8        Bednarek has not averred that the officers did not direct him to get out of the car, only that he did not hear them.  The possibility that Bednarek may not have heard the officers’ command does not create a disputed issue of material fact.  “The standard for determining whether a police officer’s exercise of force is excessive is whether the officer’s actions are objectively reasonable.”  Robinson v. City of West Allis, 2000 WI 126, ¶27, 239 Wis. 2d 595, 619 N.W.2d 692 (citing Graham v. Connor, 490 U.S. 386, 394 (1989).  Excessive use of force is analyzed under a Fourth Amendment reasonableness standard.  See Graham, 490 U.S. at 396.  “The ‘reasonableness’ of a particular use of force must be judged from the perspective of a reasonable officer on the scene, rather than with the 20/20 vision of hindsight.”  Id. (citation omitted).

9        When the police officers encountered Bednarek, they had been told that there was a man in a car with a shotgun sticking out of the window.  They were not told that an elderly man with bad hearing and bad knees was going to shoot rabbits with a pellet gun.  From the police officers’ perspective, they were stopping a man who had a gun sticking out of his car window, and who was not responding to their commands.  We agree with the circuit court that under these circumstances, it was objectively reasonable for the police to have pulled the man out of the car. 
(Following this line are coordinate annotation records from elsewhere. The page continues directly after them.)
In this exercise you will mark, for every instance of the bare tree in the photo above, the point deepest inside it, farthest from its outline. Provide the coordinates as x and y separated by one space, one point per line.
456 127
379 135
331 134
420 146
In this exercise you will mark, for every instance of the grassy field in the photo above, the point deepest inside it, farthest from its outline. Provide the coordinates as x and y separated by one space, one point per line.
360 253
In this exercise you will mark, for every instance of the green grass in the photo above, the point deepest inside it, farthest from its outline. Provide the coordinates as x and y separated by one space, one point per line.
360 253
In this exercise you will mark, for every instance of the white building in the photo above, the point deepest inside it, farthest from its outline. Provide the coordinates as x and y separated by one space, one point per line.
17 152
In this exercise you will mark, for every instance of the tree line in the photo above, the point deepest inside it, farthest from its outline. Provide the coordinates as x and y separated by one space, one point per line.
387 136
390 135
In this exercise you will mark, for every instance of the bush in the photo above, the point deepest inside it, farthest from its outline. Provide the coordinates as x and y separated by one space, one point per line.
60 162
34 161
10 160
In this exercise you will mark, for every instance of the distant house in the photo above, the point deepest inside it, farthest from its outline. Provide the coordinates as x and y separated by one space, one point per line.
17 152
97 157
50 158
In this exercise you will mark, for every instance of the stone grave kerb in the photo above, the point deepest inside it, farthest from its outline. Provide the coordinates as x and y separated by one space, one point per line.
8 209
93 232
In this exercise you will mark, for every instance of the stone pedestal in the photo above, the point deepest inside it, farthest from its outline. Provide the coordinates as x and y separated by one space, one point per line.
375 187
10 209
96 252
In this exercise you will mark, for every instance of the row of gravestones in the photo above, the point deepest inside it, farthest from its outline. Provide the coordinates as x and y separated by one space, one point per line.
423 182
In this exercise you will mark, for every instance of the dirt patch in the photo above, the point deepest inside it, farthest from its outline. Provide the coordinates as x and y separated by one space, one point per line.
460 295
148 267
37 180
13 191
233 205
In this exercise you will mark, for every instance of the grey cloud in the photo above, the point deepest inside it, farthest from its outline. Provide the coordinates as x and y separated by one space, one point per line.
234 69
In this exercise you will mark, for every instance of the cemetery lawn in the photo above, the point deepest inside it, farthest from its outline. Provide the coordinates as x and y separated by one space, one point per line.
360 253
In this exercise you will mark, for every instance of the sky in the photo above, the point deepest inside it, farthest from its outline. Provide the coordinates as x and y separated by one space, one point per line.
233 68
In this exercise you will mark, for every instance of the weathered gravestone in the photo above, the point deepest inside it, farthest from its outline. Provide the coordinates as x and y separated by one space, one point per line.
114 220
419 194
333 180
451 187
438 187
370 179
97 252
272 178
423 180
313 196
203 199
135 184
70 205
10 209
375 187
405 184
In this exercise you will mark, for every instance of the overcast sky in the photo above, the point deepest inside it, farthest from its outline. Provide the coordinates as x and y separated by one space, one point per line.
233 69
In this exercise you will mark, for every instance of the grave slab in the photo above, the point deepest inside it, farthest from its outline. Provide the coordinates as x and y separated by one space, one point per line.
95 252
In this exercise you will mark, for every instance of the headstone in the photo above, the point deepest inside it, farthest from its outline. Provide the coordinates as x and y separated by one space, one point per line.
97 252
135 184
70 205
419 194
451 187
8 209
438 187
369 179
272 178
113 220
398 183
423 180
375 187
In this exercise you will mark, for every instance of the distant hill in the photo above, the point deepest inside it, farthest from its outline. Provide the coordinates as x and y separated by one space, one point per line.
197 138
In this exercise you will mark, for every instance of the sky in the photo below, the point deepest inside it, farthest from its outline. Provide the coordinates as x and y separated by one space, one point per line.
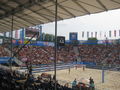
100 23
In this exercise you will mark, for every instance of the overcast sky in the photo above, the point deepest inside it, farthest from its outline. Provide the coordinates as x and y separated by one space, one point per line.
100 22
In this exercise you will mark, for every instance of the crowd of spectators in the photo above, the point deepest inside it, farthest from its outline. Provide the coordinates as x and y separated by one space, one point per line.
100 54
13 80
3 53
45 55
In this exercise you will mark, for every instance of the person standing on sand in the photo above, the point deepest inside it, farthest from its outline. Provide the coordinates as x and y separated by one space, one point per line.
69 70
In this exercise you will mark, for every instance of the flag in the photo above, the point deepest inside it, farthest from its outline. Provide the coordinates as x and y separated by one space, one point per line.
115 33
96 34
100 34
82 34
109 33
16 34
91 34
87 34
105 34
119 32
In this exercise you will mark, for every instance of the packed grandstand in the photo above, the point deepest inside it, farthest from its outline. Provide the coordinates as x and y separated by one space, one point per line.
44 55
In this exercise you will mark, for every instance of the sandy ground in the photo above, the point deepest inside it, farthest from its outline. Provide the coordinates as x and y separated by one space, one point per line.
112 78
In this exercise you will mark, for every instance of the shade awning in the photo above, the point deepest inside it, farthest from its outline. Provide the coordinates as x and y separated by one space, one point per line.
34 12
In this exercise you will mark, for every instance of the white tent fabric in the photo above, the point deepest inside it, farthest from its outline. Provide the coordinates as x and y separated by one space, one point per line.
34 12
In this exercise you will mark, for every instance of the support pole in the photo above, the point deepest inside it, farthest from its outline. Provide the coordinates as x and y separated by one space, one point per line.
55 43
103 73
11 43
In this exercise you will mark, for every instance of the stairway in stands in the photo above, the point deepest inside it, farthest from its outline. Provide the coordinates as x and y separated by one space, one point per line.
18 62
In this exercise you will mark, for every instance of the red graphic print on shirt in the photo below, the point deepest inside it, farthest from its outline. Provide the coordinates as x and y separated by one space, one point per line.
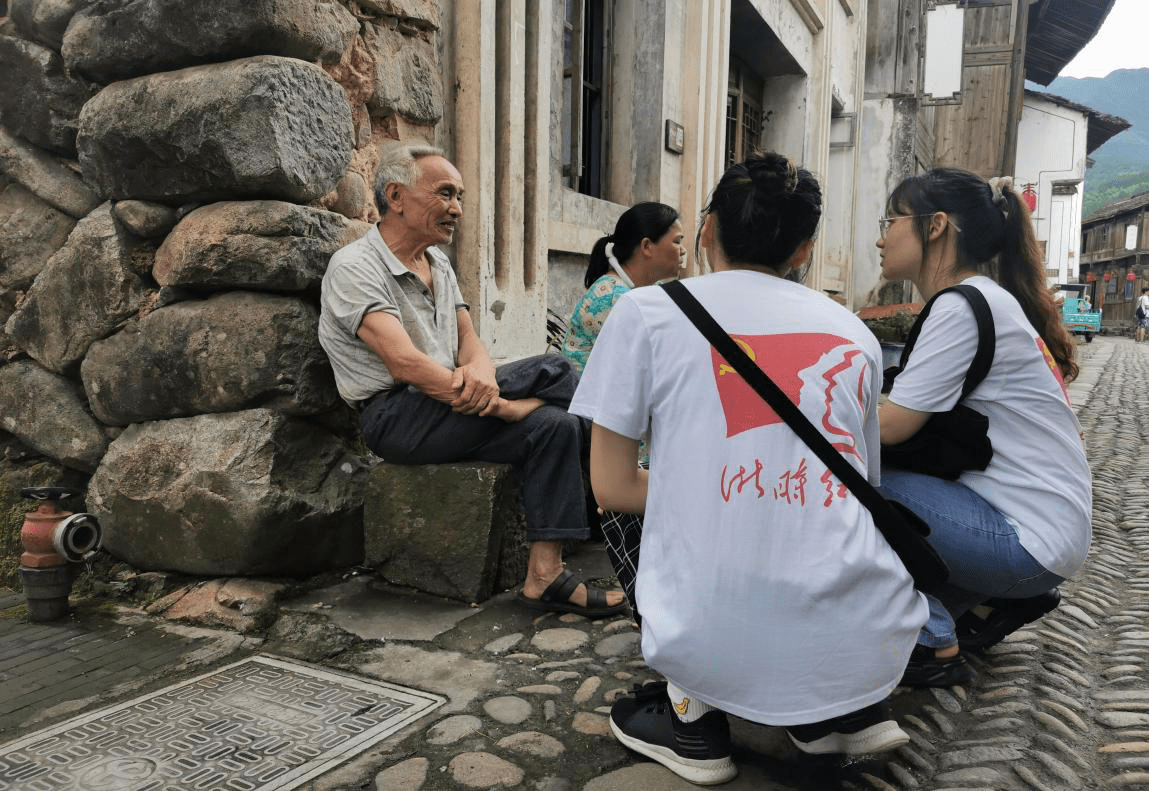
804 366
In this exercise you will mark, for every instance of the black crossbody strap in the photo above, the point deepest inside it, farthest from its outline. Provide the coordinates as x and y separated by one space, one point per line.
987 336
777 399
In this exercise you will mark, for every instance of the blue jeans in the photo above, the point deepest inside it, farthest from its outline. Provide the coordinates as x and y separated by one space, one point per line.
978 542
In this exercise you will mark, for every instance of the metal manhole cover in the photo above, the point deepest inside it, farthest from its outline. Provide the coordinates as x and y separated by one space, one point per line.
260 724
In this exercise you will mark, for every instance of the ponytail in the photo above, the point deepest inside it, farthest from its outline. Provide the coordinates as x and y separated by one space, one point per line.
996 239
1022 273
642 221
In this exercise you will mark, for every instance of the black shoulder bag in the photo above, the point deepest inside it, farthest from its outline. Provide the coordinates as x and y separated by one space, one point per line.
956 440
902 529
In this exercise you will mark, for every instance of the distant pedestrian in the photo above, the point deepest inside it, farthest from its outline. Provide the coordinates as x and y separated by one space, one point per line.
1142 315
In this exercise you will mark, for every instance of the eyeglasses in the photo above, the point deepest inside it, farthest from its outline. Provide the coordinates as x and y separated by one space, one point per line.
884 223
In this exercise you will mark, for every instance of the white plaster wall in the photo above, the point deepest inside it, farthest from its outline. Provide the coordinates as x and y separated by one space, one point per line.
876 143
1051 147
847 35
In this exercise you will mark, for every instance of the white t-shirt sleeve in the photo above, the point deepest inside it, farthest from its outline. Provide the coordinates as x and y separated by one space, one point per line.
616 384
871 429
935 373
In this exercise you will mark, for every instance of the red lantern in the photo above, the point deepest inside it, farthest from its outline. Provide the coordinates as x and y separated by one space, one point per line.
1030 196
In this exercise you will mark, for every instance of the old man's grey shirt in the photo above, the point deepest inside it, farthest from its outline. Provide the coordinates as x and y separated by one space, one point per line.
364 277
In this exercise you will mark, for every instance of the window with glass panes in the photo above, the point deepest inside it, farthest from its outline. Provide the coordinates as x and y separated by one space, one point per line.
585 66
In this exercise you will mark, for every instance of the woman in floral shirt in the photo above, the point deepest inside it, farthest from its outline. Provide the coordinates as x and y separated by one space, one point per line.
646 247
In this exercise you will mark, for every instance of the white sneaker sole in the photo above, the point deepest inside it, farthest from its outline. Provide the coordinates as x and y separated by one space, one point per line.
699 772
873 739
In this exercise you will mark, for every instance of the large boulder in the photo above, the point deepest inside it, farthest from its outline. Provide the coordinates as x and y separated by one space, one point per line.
116 39
46 413
261 127
406 75
248 493
45 21
86 291
46 176
145 219
455 530
40 101
234 351
30 232
260 244
422 14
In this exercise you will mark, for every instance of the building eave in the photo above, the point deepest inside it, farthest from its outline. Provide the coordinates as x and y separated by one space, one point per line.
1057 31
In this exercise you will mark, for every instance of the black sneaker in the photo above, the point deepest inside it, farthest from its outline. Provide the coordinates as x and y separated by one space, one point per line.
1008 615
925 669
696 751
866 730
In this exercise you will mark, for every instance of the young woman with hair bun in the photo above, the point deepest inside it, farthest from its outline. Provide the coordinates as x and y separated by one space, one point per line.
1011 531
765 589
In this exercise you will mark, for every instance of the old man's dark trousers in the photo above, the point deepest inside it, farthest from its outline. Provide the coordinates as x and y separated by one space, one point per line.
405 427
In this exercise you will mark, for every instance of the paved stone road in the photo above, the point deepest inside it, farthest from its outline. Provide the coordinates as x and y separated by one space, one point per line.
1059 705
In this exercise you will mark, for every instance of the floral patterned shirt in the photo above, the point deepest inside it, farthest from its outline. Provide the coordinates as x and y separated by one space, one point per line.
588 317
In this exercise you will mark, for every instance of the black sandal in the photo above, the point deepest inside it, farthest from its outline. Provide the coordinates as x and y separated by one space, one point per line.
556 599
926 669
976 634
10      Because we have concluded that the police did not use excessive force, we do not need to address Bednarek’s arguments concerning qualified immunity and vicarious liability.  Bednarek also asserts that he has stated claims other than for excessive use of force.  The record shows, however, that all of his claims are based on his assertion that the police acted unreasonably when they pulled him from his car onto the ground and handcuffed him.  No matter how he has labeled the claims, the underlying facts are the same.  Because we have concluded that the police acted reasonably under the circumstances, Bednarek’s other claims must fail as well.  For the reasons stated, we affirm the judgment of the circuit court.

            By the Court.—Judgment affirmed.

            This opinion will not be published.  See Wis. Stat. Rule 809.23(1)(b)5.